Actually, no. If a landlord agrees to do so, fine. But to be welcome in the neighborhood, CVS, you must take care of the area outside your business. CVS’s store windows are also the subject of lots of complaints I’ve heard. Banal pictures of models? How much more interesting the store would be if the windows were left open so we could see movement of the people inside. My only recourse is to not patronize the place, and I don’t. But that’s not good for the business or the neighborhood.
The second culprit is the Liberty Hotel. I love the hotel—inside. Its restaurants are fun. We take out-of-towners there to give them a thrill.
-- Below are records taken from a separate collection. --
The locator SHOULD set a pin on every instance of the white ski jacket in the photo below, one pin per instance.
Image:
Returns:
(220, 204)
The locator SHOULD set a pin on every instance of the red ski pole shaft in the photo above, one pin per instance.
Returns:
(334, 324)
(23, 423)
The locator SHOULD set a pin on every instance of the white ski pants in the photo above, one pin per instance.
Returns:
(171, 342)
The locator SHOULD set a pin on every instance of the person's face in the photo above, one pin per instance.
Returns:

But what are they thinking about the outside of the hotel? For pedestrians the place is a disaster. Bare spots. Weeds. Tree pits, again uncared for—not even noticed in fact. The whole thing is shabby. Perhaps the hotel management doesn’t look outside and see scores of pedestrians using the sidewalk along Charles Street extension to get to the hospitals, the West End and the Science Museum. Perhaps the hotel owners don’t realize how bad things are. (I called them to tell them.) Such conditions are disrespectful of our neighborhood.
Charles and Cambridge streets aren’t much better. Charles Street merchants had to hire help to get the street swept, and even then many don’t contribute. If you’ve got a tree in front of your business, it’s yours. Water it, and plant the tree pit. The flowers will be stolen, you say? Have backups. Sweep your sidewalk. You don’t have time? It takes ten minutes a day. Anyone who complains about lack of business, and has a blank tree pit and an unswept sidewalk should get no sympathy.
John Corey of the Beacon Hill Civic Association has set up a program to help business owners do better in their tree pits, and good for him. He has more patience than the rest of us, who can’t see why the merchants don’t just do it. Why do they need direction to stick in a few plants, which they can get down the street at Top Shelf for a song?
Perhaps if I went away for the summer, as some people do, I’d be less grumpy. But little by little, I notice that not all is lost.
First, let’s compliment the Hill Tavern. I chastised them last year about the condition of their tree pits, and this year they’ve actually planted flowers. They need about twice as many, but they’ve tried, and I’m hoping they’ll be better next year when they plant ten plants in every pit rather than three or four. Plants are cheap, fellas.
The Esplanade is another place that gets better every year. The people who founded and run the Esplanade Association have done much to give us pleasure.
The Red Sox are the icon of summer. It’s not just Jacoby Ellsbury and his winning ways. It’s the way the business is managed, the care with which the playing field is kept, the feeling you have when you are at Fenway Park that the owners care about your pleasure, not just about making money—which, coincidentally, makes them money.
The garden in back of my house gives me pleasure too in summer, and it’s not just the plants. A few nights ago, the weather was warm, but not oppressive. The darkness was coming on sooner than it had a month ago. Our next-door neighbor had her door open. The neighbor at the rear of our garden, whose house is on another street and whom we don’t know, was grilling up a storm. In the walkway on another side of our garden wall, the young renter was hosting her boyfriend and a couple of girlfriends in her small set up along the walkway. On a deck one story above our garden were several friends eating outside. We could hear bits of conversation and laughter from everyone.
Here we were, several neighbors, some long-term, others not, all crammed into a few square yards in the middle of the dense city that we were all enjoying. Now that’s my idea of a good summer.